Many of the articles and posts on the various wedding websites, this site included, discuss and provide helpful information about the money issues involved in planning and having a wedding.
But even more important for the bride and groom are the money issues they will inevitably face after the wedding when they become husband and wife. Issues such as income, budgeting, spending habits and how much debt to incur are critical issues for every married couple, which, if not dealt with successfully, can lead to marital problems.
Here is an article, from Huff Post Weddings, that provides helpful tips for 5 money issues to discuss with your future spouse before your wedding day:
Talking about money might not be as fun as discussing the songs your reception band will play or the tropical location in which you’ll be honeymooning, but it’s truly one of the most important pre-wedding talks you’ll have.
You’re probably aware that finances are one of the issues married couples argue about the most. To make matters worse, these types of arguments have also been attributed as the leading cause of divorce in the United States. Like any issue in a relationship, the best course of action is to have an early discussion to get ahead of any potential problems before they arise. To help you get started, here are five money-related conversations to have with your future spouse before the big day:
Will we be combining assets?
Many couples will combine their checking, savings and investment accounts after the wedding. By doing so, the couple will have a much clearer view of their financial standing and be able to tackle major purchases as a team. For those who need a little time to ease into the “what’s mine is yours” way of thinking, it’s also perfectly acceptable to form one joint account while also keeping other separate accounts. Neither way is wrong, but a joint account can be very helpful, even if it’s only for rent or mortgage payments. Sharing money helps couples work together to reach financial goals. It also helps build trust as both partners always have access to viewing bank account information.
Are we starting in debt?
Discovering that your spouse has debt that’s been kept a secret is the equivalent of a nuclear bomb exploding on your marriage. Between credit cards, car payments and student debt, it’s typical to have racked up some debt before purchasing a home. The key is to be completely honest with your partner about how much you owe and what the payment terms are. Credit is another issue to get out in the open. If one person has a poor credit score, for example, you may want to consider keeping certain things separate because mixing good and bad credit could end up adversely affecting your future joint borrowing opportunities.
What are our financial goals?
Do you want to vacation every summer? Buy a house within three years? Start a family within five? These are excellent goals to have, but also require some financial planning. Warren Buffet said it best: “Do not save what is left after spending, but spend what is left after saving.” This statement is especially apt for newly married couples. No matter your income, you should set a detailed budget and savings plan and follow it monthly. If you don’t currently have an easy way to manage your money, check out services like Quicken or Mint.com to help get organized.
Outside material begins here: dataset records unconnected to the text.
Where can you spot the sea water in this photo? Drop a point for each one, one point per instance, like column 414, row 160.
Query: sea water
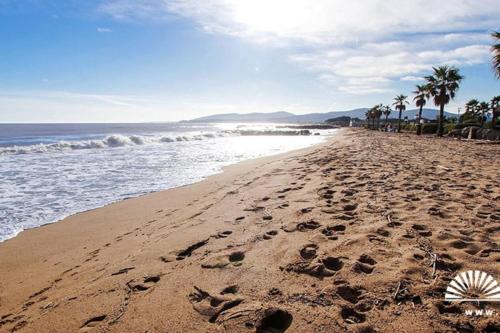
column 50, row 171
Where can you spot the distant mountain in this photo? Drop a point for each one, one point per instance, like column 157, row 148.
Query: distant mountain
column 244, row 117
column 287, row 117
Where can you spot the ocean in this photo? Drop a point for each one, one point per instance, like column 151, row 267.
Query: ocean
column 51, row 171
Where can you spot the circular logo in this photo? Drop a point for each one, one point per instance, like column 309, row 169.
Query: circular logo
column 473, row 286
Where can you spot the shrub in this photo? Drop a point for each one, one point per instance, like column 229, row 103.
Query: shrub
column 467, row 124
column 448, row 127
column 429, row 128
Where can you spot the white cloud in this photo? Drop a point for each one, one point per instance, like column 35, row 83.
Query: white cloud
column 357, row 46
column 411, row 78
column 104, row 30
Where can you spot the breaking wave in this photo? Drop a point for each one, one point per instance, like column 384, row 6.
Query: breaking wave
column 110, row 141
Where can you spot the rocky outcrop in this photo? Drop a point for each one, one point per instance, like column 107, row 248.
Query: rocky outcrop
column 474, row 132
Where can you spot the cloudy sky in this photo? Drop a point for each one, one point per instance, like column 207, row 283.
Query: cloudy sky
column 161, row 60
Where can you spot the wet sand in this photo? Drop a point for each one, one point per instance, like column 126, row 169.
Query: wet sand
column 360, row 234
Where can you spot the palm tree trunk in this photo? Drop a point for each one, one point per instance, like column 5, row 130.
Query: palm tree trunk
column 419, row 125
column 440, row 120
column 399, row 121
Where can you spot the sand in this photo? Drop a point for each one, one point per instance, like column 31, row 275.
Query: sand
column 360, row 234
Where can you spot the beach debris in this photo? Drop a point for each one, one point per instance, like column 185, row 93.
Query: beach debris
column 123, row 271
column 189, row 250
column 211, row 305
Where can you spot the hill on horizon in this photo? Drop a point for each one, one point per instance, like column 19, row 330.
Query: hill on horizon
column 287, row 117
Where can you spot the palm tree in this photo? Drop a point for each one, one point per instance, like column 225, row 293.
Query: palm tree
column 471, row 105
column 443, row 85
column 386, row 111
column 496, row 53
column 399, row 102
column 471, row 111
column 483, row 107
column 373, row 116
column 369, row 116
column 378, row 113
column 495, row 108
column 421, row 97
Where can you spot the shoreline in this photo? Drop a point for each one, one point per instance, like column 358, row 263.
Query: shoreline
column 328, row 138
column 333, row 237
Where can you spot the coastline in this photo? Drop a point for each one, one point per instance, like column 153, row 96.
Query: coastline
column 322, row 234
column 75, row 211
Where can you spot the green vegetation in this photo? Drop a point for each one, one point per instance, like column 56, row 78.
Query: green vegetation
column 399, row 102
column 442, row 86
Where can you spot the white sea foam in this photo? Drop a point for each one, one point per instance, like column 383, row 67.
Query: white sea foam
column 44, row 183
column 111, row 141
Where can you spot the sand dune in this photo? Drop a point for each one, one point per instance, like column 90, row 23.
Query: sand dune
column 360, row 234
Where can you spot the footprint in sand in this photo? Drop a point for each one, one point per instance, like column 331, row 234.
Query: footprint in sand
column 365, row 264
column 222, row 261
column 92, row 322
column 147, row 283
column 320, row 267
column 332, row 232
column 352, row 316
column 422, row 230
column 350, row 294
column 308, row 252
column 270, row 234
column 223, row 234
column 274, row 321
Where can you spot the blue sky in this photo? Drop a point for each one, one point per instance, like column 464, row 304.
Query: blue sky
column 161, row 60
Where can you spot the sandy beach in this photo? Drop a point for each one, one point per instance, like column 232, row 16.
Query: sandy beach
column 359, row 234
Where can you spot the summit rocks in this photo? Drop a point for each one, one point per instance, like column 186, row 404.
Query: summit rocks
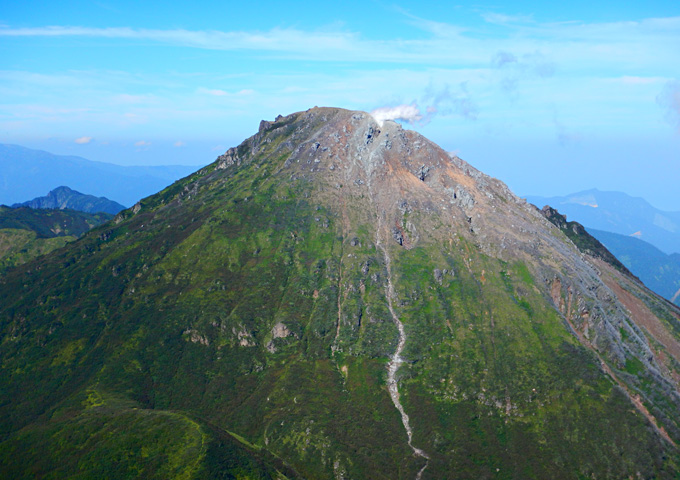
column 367, row 305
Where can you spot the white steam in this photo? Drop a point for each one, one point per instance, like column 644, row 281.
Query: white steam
column 407, row 113
column 442, row 101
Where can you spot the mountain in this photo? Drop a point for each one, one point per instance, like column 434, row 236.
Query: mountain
column 658, row 271
column 335, row 298
column 27, row 233
column 619, row 213
column 64, row 198
column 27, row 173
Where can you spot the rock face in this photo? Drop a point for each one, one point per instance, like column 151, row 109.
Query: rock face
column 352, row 299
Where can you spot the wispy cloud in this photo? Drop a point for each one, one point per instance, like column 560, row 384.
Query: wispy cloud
column 514, row 68
column 407, row 113
column 669, row 99
column 588, row 44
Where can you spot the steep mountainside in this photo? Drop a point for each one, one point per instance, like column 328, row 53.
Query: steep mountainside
column 335, row 298
column 64, row 198
column 658, row 271
column 27, row 173
column 619, row 213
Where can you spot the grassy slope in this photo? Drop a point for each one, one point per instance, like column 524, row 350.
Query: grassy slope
column 181, row 300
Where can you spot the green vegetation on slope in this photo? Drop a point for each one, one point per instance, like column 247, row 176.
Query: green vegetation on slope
column 244, row 303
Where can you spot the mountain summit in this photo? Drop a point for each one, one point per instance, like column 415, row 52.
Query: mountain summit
column 65, row 198
column 335, row 298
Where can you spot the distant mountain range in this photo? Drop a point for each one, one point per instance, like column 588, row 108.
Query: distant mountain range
column 660, row 272
column 27, row 173
column 619, row 213
column 65, row 198
column 336, row 298
column 26, row 233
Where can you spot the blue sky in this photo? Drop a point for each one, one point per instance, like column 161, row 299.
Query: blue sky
column 551, row 99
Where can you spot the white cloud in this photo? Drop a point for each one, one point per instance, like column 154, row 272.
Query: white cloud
column 669, row 98
column 408, row 113
column 215, row 92
column 584, row 45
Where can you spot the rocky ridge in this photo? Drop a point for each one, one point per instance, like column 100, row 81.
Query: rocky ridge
column 351, row 298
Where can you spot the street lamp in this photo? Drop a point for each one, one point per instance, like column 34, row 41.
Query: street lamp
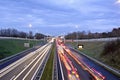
column 30, row 26
column 76, row 26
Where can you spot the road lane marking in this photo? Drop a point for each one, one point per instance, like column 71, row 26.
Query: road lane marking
column 12, row 77
column 37, row 70
column 29, row 65
column 61, row 68
column 18, row 62
column 45, row 53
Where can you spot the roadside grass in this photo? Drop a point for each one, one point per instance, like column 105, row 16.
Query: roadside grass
column 92, row 49
column 47, row 74
column 95, row 49
column 10, row 47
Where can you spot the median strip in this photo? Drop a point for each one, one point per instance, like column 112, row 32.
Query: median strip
column 47, row 74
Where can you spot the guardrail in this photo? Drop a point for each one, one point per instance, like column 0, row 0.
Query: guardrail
column 100, row 63
column 7, row 58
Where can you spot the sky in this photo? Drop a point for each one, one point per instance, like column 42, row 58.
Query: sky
column 59, row 17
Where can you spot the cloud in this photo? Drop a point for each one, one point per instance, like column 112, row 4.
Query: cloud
column 88, row 14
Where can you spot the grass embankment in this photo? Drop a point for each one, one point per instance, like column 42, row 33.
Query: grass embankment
column 96, row 49
column 10, row 47
column 47, row 74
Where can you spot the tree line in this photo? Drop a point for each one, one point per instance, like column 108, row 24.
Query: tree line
column 15, row 33
column 83, row 35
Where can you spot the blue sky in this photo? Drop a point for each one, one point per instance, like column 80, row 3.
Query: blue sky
column 57, row 17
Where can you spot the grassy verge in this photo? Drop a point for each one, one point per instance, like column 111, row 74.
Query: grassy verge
column 47, row 74
column 95, row 49
column 10, row 47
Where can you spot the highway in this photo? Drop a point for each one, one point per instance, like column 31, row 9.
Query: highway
column 26, row 67
column 78, row 67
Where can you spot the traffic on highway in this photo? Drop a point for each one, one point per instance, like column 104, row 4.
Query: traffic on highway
column 73, row 69
column 27, row 67
column 68, row 65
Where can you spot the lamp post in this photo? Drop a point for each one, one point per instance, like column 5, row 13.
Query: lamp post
column 76, row 26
Who will manage the budget?
This may seem simple, but it can become a very tricky issue. Managing a budget is a team effort, but it does take time. If one partner is more organized or has more time to keep tabs on the finances, he or she should take charge. Monthly discussions on spending habits, investments and upcoming expenses are also important.
Should we get a prenup?
The prenuptial agreement is one of the most dreaded topics engaged couples talk about before their wedding. While I’ve always felt slimy discussing them because the nature of the agreement implies that the marriage may not last, any lawyer will tell you that it’s always in your best interest to protect yourself. A few valid reasons to consider a prenup are if one partner is bringing major debt into the relationship, if there’s business ownership involved or if one partner brings a significant amount of wealth into the marriage. The decision is ultimately yours, and shouldn’t be taken lightly.
It’s important to have some of these tough conversations well in advance of your wedding day. Remember, honesty is always the best policy and marital finances are always a team effort. If you and your future spouse decide you need some help tackling these issues, the National Foundation for Credit Counseling is a great place to start.